Last September, reports indicated that TikTok parent ByteDance was preparing to roll out its own music streaming service. Now, this platform, Qishui Yinyue, has officially launched in beta.
The mentioned rumblings of a ByteDance streaming app came to light as the Chinese government was cracking down on other music platforms, especially Tencent Music (NYSE: TME). Specifically, Beijing compelled Tencent Music (which operates QQ Music, Kugou Music, and Kuwo Music as well as the WeSing karaoke app) to axe its exclusive music deals. And at 2022’s beginning, all Chinese streaming services were prohibited from closing exclusive contracts.
Tencent Music Entertainment (TME) execs had previously acknowledged the subscribership advantages of these agreements, and the company’s stock has struggled since their cancellation – including touching an all-time low of $2.95 per share last month, down from over $30 per share in March of 2021. (TME is reportedly attempting to overcome regulatory hurdles for a secondary listing on Hong Kong’s stock market.)

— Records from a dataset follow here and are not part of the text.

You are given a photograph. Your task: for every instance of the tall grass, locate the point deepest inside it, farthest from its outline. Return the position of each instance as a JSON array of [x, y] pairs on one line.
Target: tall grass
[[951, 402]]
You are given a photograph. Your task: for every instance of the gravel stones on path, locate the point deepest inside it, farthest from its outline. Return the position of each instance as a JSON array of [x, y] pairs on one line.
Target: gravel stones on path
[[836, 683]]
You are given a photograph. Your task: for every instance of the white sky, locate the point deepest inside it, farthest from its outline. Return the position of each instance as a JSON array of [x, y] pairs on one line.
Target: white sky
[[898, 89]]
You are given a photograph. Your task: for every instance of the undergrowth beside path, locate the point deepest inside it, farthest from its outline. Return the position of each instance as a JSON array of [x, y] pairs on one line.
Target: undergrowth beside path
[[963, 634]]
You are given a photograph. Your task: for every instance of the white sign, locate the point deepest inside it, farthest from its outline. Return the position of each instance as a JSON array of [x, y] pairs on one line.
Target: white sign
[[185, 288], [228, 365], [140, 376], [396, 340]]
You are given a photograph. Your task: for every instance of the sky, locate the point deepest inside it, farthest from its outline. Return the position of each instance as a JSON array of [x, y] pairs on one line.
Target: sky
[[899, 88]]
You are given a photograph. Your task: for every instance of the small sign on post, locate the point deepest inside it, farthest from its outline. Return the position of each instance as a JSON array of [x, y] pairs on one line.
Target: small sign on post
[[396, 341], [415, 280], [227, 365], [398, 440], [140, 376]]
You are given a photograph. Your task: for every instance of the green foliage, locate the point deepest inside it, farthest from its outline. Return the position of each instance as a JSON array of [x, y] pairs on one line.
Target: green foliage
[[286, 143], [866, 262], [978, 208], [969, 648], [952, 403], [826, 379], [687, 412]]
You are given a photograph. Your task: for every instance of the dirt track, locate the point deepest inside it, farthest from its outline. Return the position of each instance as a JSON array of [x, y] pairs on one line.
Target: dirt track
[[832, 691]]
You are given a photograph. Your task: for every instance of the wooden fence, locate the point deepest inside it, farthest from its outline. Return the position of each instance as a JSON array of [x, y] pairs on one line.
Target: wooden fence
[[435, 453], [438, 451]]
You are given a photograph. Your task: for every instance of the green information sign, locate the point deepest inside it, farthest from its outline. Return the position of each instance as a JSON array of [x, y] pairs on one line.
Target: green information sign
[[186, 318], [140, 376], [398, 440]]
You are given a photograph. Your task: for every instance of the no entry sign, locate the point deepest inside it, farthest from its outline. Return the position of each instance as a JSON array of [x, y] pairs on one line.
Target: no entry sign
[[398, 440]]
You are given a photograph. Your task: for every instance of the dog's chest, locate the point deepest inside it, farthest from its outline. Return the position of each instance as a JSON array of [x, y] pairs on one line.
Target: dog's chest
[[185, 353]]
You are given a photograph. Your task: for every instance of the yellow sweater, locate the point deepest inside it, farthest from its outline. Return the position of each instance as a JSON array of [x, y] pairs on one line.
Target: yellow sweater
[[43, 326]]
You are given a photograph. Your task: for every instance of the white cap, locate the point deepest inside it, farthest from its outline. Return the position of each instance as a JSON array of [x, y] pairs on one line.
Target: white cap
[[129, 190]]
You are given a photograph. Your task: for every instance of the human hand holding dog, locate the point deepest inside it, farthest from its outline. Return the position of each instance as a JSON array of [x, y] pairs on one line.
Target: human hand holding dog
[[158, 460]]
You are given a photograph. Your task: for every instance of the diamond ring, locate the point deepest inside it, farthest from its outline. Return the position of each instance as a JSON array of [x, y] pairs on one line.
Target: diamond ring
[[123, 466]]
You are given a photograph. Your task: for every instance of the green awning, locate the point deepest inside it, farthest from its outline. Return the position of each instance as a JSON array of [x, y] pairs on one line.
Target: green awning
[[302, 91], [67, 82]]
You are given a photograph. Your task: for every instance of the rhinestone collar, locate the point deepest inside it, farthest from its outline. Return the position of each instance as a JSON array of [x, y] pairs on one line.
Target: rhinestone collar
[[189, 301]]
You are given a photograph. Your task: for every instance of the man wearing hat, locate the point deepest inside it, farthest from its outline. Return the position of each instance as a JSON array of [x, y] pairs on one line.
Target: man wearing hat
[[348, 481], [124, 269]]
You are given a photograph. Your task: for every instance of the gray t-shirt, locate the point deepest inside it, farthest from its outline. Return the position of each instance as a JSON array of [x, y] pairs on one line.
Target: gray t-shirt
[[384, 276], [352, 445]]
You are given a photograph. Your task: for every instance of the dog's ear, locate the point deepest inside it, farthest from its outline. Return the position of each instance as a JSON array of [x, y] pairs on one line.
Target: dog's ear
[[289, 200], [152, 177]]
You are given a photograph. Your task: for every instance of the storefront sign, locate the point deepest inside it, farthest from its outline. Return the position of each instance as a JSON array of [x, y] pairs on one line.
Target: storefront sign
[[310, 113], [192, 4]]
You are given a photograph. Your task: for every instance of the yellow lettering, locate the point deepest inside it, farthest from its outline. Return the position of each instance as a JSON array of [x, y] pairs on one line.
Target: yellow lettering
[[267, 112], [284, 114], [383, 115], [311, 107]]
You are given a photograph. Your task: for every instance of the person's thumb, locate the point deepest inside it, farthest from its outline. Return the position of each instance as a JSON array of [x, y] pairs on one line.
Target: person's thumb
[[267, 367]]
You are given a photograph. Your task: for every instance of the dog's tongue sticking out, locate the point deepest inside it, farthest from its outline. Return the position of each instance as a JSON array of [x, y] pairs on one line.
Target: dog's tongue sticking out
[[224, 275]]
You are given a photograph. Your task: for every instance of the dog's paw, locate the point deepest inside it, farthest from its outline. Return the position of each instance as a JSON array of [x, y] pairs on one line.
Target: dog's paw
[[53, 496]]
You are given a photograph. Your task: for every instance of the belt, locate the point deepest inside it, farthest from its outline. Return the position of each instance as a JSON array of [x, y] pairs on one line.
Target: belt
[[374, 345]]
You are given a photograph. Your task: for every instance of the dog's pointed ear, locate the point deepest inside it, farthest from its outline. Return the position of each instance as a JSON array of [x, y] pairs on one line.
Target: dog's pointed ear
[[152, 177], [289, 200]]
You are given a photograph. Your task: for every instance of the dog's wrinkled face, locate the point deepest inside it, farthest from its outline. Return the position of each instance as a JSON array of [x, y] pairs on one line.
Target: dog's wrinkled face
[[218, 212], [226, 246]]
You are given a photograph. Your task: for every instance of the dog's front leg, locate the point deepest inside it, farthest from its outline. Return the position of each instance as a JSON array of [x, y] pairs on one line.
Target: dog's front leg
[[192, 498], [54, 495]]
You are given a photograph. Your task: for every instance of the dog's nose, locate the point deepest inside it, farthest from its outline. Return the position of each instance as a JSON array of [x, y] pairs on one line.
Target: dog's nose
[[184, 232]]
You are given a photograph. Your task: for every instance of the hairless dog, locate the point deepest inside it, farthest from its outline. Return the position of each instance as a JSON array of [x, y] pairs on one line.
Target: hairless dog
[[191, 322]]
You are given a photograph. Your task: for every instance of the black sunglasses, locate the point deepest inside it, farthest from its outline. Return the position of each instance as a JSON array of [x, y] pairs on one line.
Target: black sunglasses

Moreover, Tencent Music’s Q4 2021 revenue fell by 8.7 percent year over year, to $1.19 billion, with Tencent Music executive chairman Cussion Pang citing social entertainment’s “increasing competition and changing macro environment” as the downturn’s causes. Nevertheless, TME said that it had 76.2 million paid users at the quarter’s end (up 36.1 percent YoY) and a net profit of about $91 million.
But as noted at the outset, ByteDance is looking to steal away some of these subscribers (as well as those of NetEase’s Cloud Village, in which Sony Music has a sizable stake) with Qishui Yinyue, translating to “soda music,” according to Alibaba’s South China Morning Post.
Equipped with north of 10 million songs, per the same outlet, the currently invitation-only streaming app from ByteDance utilizes the Beijing-based company’s (highly effective) proprietary algorithm to recommend music. The platform reportedly functions like and resembles Resso, a separate streaming service that ByteDance debuted back in March of 2020.
Particularly because of the above-highlighted end of Tencent Music’s exclusive contracts, it’ll be worth monitoring the performance of ByteDance’s domestic streaming offering moving forward. Of course, the company already reaches billions of users with its decidedly controversial TikTok (known as Douyin in China) service, and it stands to reason that this momentum will prove useful on the streaming side.
Needless to say, there’s ample incentive (in the form of ownership and, more significantly, the invaluable ability to mold social trends) for the Chinese Communist Party to continue supporting ByteDance, TikTok, and Qishui Yinyue. It appeared for a time in 2021 that the Chinese government intended to order Tencent Music to split up or to slap Tencent itself with a multibillion-dollar fine.
These developments haven’t come to fruition, but the overarching pressure on the ByteDance competitor isn’t abating, with some speculating about the possibility of the CCP’s breaking up Tencent altogether.